India’s population is estimated at 1,428.6 million, or 1.4286 billion, against 1.4257 billion for China in the United Nations Population Fund’s (UNFPA) "State of World Population Report" this year.
The United States is a distant third, with an estimated population of 340 million, the data showed in a report that reflects information available until February.
Population experts using previous data from the UN have projected India would surpass China this month, but the global body's latest report did not specify a date.
UN population officials have said it was not possible to specify a date because of uncertainty about the data from India and China, as India’s last census was held in 2011 and the next, due in 2021, was delayed by the COVID-19 pandemic.

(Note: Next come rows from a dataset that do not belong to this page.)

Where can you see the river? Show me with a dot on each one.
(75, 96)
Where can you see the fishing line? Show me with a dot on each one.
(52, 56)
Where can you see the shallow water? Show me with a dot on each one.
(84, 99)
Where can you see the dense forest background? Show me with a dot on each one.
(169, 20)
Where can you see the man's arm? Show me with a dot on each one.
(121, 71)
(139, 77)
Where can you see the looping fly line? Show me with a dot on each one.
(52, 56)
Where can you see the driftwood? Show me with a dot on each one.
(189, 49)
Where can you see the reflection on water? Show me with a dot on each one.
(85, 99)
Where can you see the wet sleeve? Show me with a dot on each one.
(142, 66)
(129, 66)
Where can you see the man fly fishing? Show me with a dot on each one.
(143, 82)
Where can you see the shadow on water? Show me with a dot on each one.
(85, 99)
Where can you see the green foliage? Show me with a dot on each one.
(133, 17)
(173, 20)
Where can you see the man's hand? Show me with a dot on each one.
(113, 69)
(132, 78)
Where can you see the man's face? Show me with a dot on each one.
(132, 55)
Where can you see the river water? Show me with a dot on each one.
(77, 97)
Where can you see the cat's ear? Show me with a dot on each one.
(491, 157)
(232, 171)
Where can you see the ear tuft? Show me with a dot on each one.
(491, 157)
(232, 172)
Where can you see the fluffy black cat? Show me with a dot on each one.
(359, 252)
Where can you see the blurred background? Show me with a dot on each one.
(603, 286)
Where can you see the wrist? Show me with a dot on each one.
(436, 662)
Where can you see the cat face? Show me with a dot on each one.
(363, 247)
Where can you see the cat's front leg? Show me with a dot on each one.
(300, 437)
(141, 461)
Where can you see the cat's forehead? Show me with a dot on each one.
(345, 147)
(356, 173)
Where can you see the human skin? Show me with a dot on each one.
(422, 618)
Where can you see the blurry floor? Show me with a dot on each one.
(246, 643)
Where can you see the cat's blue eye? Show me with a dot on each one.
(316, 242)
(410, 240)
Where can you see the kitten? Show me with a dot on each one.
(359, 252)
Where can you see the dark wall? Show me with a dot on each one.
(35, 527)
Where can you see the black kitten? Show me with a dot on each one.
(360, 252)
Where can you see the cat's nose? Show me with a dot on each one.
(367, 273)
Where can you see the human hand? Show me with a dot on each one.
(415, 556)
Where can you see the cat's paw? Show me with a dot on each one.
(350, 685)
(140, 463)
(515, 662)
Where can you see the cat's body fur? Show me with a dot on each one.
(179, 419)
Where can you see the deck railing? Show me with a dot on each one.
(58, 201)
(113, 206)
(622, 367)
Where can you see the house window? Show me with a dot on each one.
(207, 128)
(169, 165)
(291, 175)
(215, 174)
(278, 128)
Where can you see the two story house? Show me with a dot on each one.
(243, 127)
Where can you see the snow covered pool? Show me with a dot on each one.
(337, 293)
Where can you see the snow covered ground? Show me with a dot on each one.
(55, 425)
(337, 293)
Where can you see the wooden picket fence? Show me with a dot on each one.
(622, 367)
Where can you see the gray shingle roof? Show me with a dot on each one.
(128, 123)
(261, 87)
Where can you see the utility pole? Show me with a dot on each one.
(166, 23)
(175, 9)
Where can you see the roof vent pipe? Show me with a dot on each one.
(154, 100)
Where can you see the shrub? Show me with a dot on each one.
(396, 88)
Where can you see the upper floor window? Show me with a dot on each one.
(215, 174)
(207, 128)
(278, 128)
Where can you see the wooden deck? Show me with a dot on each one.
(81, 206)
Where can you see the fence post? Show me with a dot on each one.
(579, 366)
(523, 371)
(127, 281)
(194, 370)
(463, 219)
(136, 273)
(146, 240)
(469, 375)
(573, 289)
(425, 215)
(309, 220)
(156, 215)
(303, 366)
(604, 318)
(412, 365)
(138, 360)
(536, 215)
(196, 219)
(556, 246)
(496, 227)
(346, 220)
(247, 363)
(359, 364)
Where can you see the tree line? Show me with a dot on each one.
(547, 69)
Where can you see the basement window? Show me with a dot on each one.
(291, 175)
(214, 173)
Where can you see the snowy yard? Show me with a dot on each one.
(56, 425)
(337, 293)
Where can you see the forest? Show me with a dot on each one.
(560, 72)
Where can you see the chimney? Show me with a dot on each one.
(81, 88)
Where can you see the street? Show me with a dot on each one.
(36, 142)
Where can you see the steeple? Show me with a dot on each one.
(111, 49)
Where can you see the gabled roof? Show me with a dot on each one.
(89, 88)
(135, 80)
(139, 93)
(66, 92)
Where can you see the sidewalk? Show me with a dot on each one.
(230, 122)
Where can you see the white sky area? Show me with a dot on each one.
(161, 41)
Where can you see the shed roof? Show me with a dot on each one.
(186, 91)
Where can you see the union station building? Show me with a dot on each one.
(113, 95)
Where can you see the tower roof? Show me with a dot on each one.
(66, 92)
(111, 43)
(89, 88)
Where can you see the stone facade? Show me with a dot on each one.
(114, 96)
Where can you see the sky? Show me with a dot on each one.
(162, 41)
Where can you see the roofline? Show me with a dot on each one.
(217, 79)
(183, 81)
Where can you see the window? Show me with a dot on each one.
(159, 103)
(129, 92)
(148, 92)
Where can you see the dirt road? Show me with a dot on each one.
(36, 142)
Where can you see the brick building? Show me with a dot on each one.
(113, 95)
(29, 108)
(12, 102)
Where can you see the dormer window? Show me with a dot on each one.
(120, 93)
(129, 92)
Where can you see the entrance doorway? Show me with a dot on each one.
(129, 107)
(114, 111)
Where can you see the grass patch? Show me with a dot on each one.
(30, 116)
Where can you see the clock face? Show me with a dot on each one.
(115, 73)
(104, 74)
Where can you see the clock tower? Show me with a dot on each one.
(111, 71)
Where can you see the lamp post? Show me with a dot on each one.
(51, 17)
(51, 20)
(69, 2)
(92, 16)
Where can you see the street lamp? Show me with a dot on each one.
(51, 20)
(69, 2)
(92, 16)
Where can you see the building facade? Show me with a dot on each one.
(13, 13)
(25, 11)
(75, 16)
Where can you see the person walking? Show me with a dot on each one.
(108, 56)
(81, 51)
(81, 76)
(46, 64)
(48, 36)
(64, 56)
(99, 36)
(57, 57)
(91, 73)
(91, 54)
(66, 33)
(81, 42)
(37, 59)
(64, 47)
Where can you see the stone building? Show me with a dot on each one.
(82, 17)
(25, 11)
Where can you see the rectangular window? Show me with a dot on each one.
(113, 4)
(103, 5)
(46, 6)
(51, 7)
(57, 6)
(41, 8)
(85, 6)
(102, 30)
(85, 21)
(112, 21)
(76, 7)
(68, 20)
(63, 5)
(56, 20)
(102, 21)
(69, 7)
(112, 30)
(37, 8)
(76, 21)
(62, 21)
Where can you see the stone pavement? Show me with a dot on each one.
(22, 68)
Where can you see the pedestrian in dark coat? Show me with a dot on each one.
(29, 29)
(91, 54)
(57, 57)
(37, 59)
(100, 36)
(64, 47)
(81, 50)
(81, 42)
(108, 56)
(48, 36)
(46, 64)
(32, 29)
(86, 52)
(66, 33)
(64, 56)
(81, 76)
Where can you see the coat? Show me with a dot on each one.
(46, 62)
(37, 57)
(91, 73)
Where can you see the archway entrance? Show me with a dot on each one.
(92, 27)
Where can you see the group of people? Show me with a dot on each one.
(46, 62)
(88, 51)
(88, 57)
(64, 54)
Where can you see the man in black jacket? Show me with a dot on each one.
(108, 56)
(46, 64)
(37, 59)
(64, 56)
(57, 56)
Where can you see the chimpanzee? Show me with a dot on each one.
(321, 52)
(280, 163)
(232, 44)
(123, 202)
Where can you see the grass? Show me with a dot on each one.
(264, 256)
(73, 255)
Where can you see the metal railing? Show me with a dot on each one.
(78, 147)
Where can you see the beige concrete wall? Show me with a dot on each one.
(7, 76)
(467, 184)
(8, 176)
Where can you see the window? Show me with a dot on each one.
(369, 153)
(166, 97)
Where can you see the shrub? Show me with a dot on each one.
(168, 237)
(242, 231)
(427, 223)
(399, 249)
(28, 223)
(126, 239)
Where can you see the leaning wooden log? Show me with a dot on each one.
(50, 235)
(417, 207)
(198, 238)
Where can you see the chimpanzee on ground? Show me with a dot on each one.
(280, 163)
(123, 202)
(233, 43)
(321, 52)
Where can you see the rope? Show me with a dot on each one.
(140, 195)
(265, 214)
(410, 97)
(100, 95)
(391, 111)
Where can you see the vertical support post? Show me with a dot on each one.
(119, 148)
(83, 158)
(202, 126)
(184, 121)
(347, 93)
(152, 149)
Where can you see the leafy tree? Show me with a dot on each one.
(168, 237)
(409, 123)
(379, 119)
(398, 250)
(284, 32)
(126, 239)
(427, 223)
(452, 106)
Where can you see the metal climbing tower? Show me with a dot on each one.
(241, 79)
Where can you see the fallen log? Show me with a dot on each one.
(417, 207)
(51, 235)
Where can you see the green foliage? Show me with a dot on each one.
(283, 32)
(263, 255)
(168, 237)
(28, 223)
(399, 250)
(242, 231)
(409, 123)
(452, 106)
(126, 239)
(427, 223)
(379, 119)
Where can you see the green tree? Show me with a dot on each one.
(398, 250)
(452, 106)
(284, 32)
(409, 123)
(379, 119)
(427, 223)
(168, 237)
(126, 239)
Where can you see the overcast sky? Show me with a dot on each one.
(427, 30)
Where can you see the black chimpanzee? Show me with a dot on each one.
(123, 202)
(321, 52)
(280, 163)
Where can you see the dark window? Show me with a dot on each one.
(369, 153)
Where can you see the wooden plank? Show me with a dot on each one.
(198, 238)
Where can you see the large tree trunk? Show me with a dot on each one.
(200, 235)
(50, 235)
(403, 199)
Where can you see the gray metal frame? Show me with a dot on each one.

Although both nations will account for more than a third of the estimated global population of 8.045 billion, population growth in both has been slowing, albeit much faster in China than India.
Last year, China’s population fell for the first time in six decades, a historic turn expected to usher in a long period of decline in citizen numbers, with profound implications for its economy and the world.
India's annual population growth has averaged 1.2% since 2011, down from 1.7% in the previous decade, government data shows.
A public survey by UNFPA for the 2023 report found the most commonly held opinion in India, as well as in Brazil, Egypt and Nigeria, was that the population in each country "was too large and fertility rates were too high", the report said.
"The Indian survey findings suggest that population anxieties have seeped into large portions of the general public," Andrea Wojnar, the agency's India representative, said in a statement.
"Yet population numbers should not trigger anxiety or create alarm. Instead, they should be seen as a symbol of progress, development, and aspirations if individual rights and choices are being upheld."
India had done many things right in tackling population growth, said Poonam Muttreja, an official of the voluntary group Population Foundation of India.
"At the same time, we need to make sure that girls and women are not pushed into early marriages and pregnancies, which limit their aspirations," she said in a statement.